Autor: Kedhi, Elvin, Hermanides, Renicus S, Dambrink, Jan-Henk E, Singh, Sandeep K, Ten Berg, Jurriën M, van Ginkel, DirkJan, Hudec, Martin, Amoroso, Giovanni, Amat-Santos, Ignacio J, Andreas, Martin, Campante Teles, Rui, Bonnet, Guillaume, Van Belle, Eric, Conradi, Lenard, van Garsse, Leen, Wojakowski, Wojtek, Voudris, Vassilis, Sacha, Jerzy, Cervinka, Pavel, Lipsic, Erik, Somi, Samer, Nombela-Franco, Luis, Postma, Sonja, Piayda, Kerstin, De Luca, Giuseppe, Kolkman, Evelien, Malinowski, Krzysztof P, Modine, Thomas
Zdroj: The Lancet; December-January 2024, Vol. 404 Issue: 10471 p2593-2602, 10p
Abstrakt: Patients with severe aortic stenosis present frequently (∼50%) with concomitant obstructive coronary artery disease.

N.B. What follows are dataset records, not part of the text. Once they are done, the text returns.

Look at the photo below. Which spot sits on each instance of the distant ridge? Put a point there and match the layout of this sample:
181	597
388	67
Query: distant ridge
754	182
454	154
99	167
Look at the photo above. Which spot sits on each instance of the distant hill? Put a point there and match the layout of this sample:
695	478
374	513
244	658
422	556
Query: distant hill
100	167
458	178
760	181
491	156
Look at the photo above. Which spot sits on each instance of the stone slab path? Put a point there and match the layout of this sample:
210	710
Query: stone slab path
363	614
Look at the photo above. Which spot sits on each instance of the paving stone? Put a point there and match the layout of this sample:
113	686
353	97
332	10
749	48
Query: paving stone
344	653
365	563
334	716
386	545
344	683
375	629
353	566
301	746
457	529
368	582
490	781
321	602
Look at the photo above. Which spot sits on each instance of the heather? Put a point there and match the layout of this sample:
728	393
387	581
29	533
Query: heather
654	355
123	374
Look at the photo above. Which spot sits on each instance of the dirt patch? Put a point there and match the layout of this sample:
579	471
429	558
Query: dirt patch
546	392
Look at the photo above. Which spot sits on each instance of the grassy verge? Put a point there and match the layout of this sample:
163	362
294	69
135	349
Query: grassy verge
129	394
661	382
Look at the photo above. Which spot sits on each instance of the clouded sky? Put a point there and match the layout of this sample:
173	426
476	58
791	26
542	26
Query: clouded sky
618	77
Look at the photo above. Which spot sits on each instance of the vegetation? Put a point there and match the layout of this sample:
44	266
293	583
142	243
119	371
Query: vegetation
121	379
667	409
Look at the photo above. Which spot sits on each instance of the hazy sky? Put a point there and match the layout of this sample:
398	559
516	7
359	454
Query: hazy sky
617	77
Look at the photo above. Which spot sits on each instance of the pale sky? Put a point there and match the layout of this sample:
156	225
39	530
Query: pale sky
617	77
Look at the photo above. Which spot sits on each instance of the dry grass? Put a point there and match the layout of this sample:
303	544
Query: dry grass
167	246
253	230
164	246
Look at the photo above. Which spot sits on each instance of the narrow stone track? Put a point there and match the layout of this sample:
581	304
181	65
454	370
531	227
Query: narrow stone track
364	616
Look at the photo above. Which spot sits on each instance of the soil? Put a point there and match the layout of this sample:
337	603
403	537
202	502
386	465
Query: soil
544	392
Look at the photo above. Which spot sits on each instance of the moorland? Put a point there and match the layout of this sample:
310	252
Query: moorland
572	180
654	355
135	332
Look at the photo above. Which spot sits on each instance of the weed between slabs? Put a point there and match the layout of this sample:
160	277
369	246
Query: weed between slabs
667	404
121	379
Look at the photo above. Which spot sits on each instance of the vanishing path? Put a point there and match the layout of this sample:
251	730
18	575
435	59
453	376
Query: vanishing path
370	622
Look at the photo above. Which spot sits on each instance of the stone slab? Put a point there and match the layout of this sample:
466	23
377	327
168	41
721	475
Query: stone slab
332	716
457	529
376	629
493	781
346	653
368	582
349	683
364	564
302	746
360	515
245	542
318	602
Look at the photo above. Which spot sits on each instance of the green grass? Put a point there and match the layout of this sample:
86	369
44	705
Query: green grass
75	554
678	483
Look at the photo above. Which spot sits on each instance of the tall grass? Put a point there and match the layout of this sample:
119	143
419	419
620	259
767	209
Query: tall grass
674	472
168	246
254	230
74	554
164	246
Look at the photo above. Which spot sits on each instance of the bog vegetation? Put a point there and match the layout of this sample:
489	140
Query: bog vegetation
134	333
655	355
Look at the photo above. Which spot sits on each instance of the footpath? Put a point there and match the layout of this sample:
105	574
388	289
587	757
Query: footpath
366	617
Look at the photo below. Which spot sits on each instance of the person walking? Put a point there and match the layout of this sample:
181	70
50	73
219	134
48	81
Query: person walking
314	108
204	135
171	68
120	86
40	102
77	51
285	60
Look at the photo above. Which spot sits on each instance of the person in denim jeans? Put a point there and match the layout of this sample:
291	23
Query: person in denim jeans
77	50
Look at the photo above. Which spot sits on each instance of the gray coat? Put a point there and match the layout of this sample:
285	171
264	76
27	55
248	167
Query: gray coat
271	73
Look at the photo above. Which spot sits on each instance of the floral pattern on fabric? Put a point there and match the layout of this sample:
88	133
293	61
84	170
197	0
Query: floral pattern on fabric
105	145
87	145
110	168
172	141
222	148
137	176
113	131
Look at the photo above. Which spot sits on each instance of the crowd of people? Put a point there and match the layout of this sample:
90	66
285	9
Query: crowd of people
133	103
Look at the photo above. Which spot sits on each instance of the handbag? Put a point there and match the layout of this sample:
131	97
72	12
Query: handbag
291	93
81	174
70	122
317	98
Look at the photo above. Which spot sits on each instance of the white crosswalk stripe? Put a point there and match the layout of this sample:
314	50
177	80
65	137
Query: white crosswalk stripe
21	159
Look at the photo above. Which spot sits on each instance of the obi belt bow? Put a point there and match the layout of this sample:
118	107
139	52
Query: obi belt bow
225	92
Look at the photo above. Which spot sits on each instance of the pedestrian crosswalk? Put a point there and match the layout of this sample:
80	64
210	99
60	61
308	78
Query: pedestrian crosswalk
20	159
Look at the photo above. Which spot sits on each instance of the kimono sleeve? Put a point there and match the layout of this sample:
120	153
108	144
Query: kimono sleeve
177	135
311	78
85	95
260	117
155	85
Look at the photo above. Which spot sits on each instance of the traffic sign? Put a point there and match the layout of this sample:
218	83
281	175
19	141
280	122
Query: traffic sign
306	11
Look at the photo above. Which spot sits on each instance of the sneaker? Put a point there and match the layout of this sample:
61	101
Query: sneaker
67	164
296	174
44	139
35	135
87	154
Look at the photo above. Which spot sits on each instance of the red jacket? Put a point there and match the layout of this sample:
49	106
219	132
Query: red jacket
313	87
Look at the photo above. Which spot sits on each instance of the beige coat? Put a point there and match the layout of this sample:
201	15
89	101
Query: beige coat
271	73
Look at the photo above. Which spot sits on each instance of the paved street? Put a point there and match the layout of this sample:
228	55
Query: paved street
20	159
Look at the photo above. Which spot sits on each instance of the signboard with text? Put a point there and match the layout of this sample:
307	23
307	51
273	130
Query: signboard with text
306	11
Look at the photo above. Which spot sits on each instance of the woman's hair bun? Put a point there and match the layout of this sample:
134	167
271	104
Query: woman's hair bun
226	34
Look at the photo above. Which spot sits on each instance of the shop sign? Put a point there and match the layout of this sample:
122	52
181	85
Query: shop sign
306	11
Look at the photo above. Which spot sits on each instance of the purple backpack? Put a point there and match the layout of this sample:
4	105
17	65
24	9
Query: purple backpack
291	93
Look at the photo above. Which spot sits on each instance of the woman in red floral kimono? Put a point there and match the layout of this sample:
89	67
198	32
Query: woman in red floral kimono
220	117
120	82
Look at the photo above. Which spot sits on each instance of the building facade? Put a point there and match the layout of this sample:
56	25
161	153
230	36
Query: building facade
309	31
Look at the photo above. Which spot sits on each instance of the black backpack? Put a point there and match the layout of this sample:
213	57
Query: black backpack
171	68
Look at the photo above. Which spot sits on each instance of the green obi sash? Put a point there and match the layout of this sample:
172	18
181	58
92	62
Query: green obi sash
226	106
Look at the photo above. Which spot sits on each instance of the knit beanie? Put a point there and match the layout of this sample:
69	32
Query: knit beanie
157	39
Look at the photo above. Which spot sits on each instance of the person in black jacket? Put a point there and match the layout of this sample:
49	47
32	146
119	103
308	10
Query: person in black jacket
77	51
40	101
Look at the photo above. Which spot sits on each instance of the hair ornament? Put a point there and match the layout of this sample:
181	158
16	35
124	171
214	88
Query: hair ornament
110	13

Current guidelines recommend combined surgical aortic valve replacement (SAVR) and coronary artery bypass grafting (CABG) as the preferred treatment. Transcatheter aortic valve implantation (TAVI) and fractional flow reserve (FFR)-guided percutaneous coronary intervention (PCI) represent a valid treatment alternative. We aimed to test the non-inferiority of FFR-guided PCI plus TAVI versus SAVR plus CABG in patients with severe aortic stenosis and complex coronary artery disease.